FIG. 5E illustrates an example of visualization 500 adapted to user feedback selecting regions of interest within the graphical representations. For instance, user feedback may include a selection of a custom time window 518 and/or a custom parameter value window 520 (e.g., 520-1 . . . 520-N). These selections may be used to modify the focus of the visualization 500. For example, all data shown on the page, including in the log table, may be filtered according to the selected regions of interest.

For instance, the user can highlight specific time windows and/or parameter ranges by selecting the corresponding areas of the charts in visualization 500. Here, the selection of specific parameter values for parameters 1, 2 and 3 on a specific time window is used to highlight the relevant edges in the PCC, thereby facilitating the inspection of the corresponding logs. Also, the log table is updated to depict only the relevant logs.
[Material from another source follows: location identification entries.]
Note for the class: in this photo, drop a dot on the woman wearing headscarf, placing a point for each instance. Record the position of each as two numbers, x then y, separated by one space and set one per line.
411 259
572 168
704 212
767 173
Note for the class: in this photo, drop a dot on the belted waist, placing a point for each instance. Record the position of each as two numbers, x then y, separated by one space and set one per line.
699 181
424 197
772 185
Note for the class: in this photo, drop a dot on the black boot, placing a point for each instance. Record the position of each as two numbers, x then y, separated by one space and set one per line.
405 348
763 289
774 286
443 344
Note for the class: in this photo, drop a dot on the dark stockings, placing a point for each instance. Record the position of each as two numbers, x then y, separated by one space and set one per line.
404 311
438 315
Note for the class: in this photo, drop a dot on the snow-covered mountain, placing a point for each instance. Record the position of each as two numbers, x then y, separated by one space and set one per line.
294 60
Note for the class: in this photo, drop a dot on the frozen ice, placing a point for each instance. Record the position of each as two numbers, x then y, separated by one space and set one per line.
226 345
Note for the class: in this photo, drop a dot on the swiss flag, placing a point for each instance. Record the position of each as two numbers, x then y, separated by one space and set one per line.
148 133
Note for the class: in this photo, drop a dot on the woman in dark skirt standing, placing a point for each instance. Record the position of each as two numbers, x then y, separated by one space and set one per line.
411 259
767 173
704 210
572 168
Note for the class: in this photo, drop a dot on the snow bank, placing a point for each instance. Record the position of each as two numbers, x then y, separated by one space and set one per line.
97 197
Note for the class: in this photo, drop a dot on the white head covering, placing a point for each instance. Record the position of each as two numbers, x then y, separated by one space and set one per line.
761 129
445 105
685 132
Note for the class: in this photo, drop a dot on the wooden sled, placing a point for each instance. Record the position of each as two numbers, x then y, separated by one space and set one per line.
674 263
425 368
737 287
FIG. 5F illustrates an example of visualization 500 adapted to user feedback selecting multiple regions of interest within the graphical representations for comparison. When it comes to selection, the user can also choose two different time windows (e.g., first time window 522, second time window 524) and compare their corresponding logs. The selected time windows may then be colored, shaded, patterned, etc. in distinct manners within the timeline and parameter distributions to differentiate between their respective data. The same visual differentiating scheme may also be applied to the connecting elements in the PCC diagram. This way, the user can easily spot the differences in the logs of each window in any parameter dimension or their combinations.

For instance, visualization 500 is modified with the visual differentiating scheme configured for a log comparison for two different time windows. Each window is configured with a distinct appearance, and the parameter distribution diagrams as well as the PCC diagram are configured to highlight the parameter values and combinations observed in each window accordingly.

FIG. 5G illustrates an example of visualization 500 adapted to a user customization. As previously noted, the user has the option to customize the logs depicted by providing additional names for the displayed parameters. Often, after interacting with the log data for some time, the users get a better understanding of the parameters displayed. In such cases, they might want to provide custom names 526 (e.g., 526-1 . . . 526-N) that make sense for their system and would facilitate greater efficiency in future monitoring operations. The users can suggest the custom names 526 through the text fields under the parameter histograms. Custom names 526 may complement the names already provided by the visualization system. In various implementations, the visualization 500 may briefly display a confirmation 528 to the user confirming that the customization was accepted.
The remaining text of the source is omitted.